The fact that it hasn’t happened and won’t happen should remind us that replacing a competitive private marketplace with a colossal, Washington-run bureaucracy is a bad bet to produce savings. The conservative answer in this situation is not to throw out the entire existing system on the hope that things will work out better than they ever have before.
The elephant in the waiting room is the other big cost driver of intermediaries besides the scope of coverage and the cost of having shareholders and executives: lawsuits. Precise figures are again a subject of intense dispute, but a goodly chunk of what drives the amount of ‘unnecessary’ care provided, the cost of providing services and the cost of intermediaries is the need to protect against and pay for the cost of medical malpractice and denial of coverage litigation. None of the Democratic proposals, however, seek to make any practical inroads against this source of costs. Replacing a private system with a public one could arguably do so if the trial bar is effectively precluded from bringing against the government many of the kinds of lawsuits now used against private insurers – but aren’t liberals in favor of keeping those kinds of suits viable? And how likely is it that in the long run they won’t provide other mechanisms to keep one of their vital constituencies in business?

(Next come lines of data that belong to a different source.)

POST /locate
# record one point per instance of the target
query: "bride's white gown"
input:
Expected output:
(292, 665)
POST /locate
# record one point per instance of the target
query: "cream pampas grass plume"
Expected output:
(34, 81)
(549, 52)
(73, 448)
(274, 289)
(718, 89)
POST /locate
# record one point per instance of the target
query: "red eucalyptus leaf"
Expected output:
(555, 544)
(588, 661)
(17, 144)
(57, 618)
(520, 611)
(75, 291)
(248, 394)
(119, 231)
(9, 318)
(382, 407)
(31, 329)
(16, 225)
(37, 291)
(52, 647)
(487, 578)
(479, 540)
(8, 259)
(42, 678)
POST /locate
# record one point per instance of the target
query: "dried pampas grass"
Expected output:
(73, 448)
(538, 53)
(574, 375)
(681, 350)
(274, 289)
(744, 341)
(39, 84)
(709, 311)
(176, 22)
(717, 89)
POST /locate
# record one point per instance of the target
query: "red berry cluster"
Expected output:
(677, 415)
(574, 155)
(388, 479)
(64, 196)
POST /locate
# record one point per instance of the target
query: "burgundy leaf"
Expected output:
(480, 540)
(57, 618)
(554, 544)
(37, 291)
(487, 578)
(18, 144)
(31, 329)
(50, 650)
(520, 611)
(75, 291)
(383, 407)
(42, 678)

We have pretty much exhausted the options for cost-cutting: less care (at a steep political price, at the cost of giving frightening power to the government, and at odds with the goal of providing care where none is now given); less money to caregivers, which would amount to the same thing; less use of intermediaries (which is likewise contrary to the whole thrust of the project); or less cost in using intermediaries (which is impractical and unlikely to pan out).
There will be no cost savings. There’s no sense in pretending otherwise.